Story highlights
The death of Beverly Carter, 49, has resonated among fellow real estate agents
One security expert describes it as a "drastic wake-up call"
"She was just a woman who worked alone -- a rich broker," suspect says
The suspect in the killing of Arkansas real estate agent Beverly Carter was asked this week by reporters: “Why Beverly?”
Arron Lewis, 33, answered directly.
“She was a rich broker,” he said. “Because she was just a woman who worked alone – a rich broker.”
Authorities have said they believe Lewis was a stranger to Carter, 49, whose body was found Tuesday in a shallow grave near Cabot, about 20 miles northeast of central Little Rock, Arkansas.
In other words, she could have been anyone.
“I work as a team with my daughter. I just think it really made it hit home that it could have been her. It could have been me,” said Karen Crowson, a broker and past president of the Arkansas Realtors Association.
Across the country, Realtors and agents are reeling in the wake of Carter’s death. Messages to the family have poured in on social media, laced with something in addition to sympathy: a determination to make sure what happened to Carter doesn’t happen again.
“We’ve just gotten lax,” said Crowson, who works for the same firm as Carter did, and knew her. “We live in the South and tend to think everybody’s a good person. We’re not, by nature, suspicious.”
Of course, most of the time, people are good, and everything is fine.
“But it just takes one nut to take away a grandmother and mom,” Crowson said.
‘Drastic wake-up call’
Carter’s death has already prompted changes in Crowson’s office.
Going forward, the first meeting with a potential buyer will be required to be at the office, she said. Buyers will be asked for a copy of their identification and for some other information.
Such steps can help take “the power away from the criminal,” said Tracey Hawkins, a former agent, and safety and security expert who teaches real estate professionals how to stay safe.
She said her services have been in high demand since Carter’s death.
“My fear is, for a while, agents will be all shook up … but what inevitably happens is everyone gets complacent,” said Hawkins.
She mentioned at least six other attacks on agents this year.
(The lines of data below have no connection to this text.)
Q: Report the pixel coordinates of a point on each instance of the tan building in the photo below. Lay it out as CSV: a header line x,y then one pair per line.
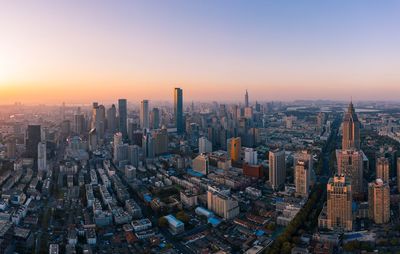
x,y
351,130
382,169
350,164
222,204
201,163
234,148
398,174
339,213
379,201
277,168
302,178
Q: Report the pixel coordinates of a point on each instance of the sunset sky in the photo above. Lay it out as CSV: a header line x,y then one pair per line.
x,y
81,51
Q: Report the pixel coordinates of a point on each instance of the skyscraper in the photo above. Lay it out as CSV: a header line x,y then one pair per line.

In one, the agent was raped; in another, he was beaten.
There have been other instances of high-profile killings.
In 2011, 27-year-old Ashley Okland was killed while showing a home in Iowa. A few years earlier, in 2006, Sarah Anne Walker was stabbed 27 times inside a model home in Texas.
Each time an attack makes the news, agents vow to change, and then the momentum is lost.
But Hawkins is hopeful.
“This has been a drastic wake-up call,” she said about Carter’s death. “I think they (agents) are finally realizing the danger is not going away.”
‘One’s too many’
Carter was killed in September, “Realtor Safety Month,” for the National Association of Realtors.
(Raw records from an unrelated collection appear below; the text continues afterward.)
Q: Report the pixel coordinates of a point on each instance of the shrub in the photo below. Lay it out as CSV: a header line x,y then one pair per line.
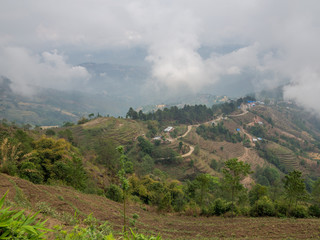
x,y
219,207
114,193
192,209
263,207
314,210
15,225
29,171
281,209
299,212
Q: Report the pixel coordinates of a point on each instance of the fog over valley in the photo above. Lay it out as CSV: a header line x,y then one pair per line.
x,y
143,52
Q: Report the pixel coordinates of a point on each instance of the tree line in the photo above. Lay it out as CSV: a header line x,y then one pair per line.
x,y
188,114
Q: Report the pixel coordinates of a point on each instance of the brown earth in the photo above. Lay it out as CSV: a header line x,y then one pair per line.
x,y
170,226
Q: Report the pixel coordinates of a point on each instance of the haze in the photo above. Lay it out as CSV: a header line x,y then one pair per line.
x,y
187,46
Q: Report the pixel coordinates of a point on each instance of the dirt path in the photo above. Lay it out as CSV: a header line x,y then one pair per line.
x,y
62,201
238,115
The group’s president elect, Chris Polychron, has promised to make safety a priority when he takes office.
“We’re not going to let it die, I can tell you that,” he said. “It’s sad that it took a tragic death of one of our own to run the red flag up.”
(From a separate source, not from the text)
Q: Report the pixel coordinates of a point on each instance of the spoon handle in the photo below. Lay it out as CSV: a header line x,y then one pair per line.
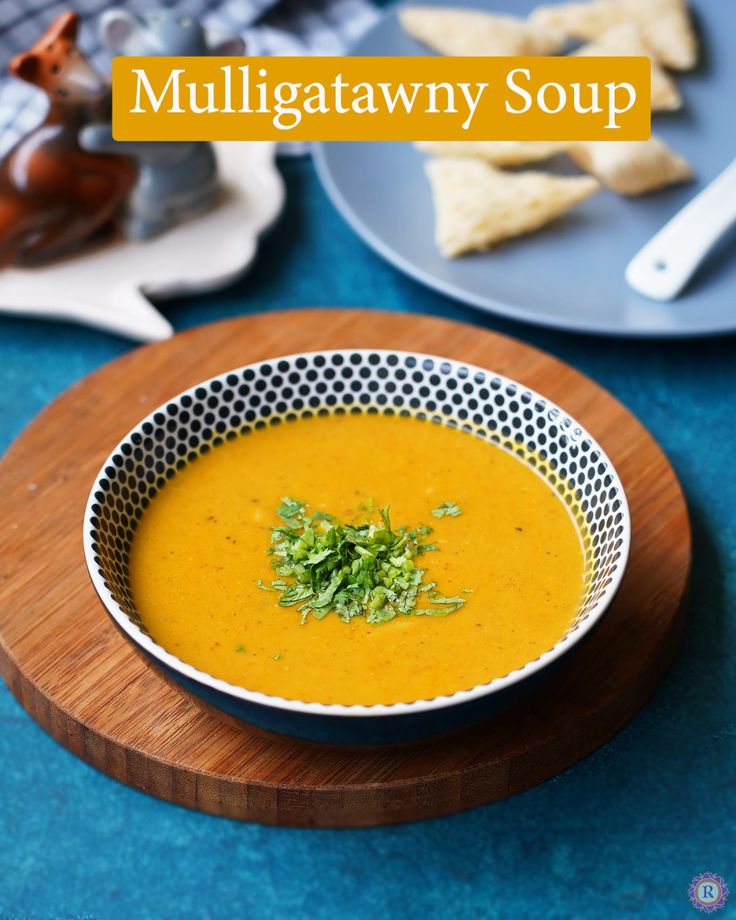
x,y
665,264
The exact details of Carter’s death are not yet known.
She called her husband Thursday afternoon to tell him where she would be.
When hours went by with no further word, Carl Carter said, he “knew something was wrong.” He went to the address of the home Beverly Carter was showing and saw her brown Cadillac parked there.
Noticing the property was open, the husband entered and searched for his wife without success.
“If we can prevent this from happening to another Realtor or real estate agent, I hope we can do that,” said Polychron. “One’s too many.”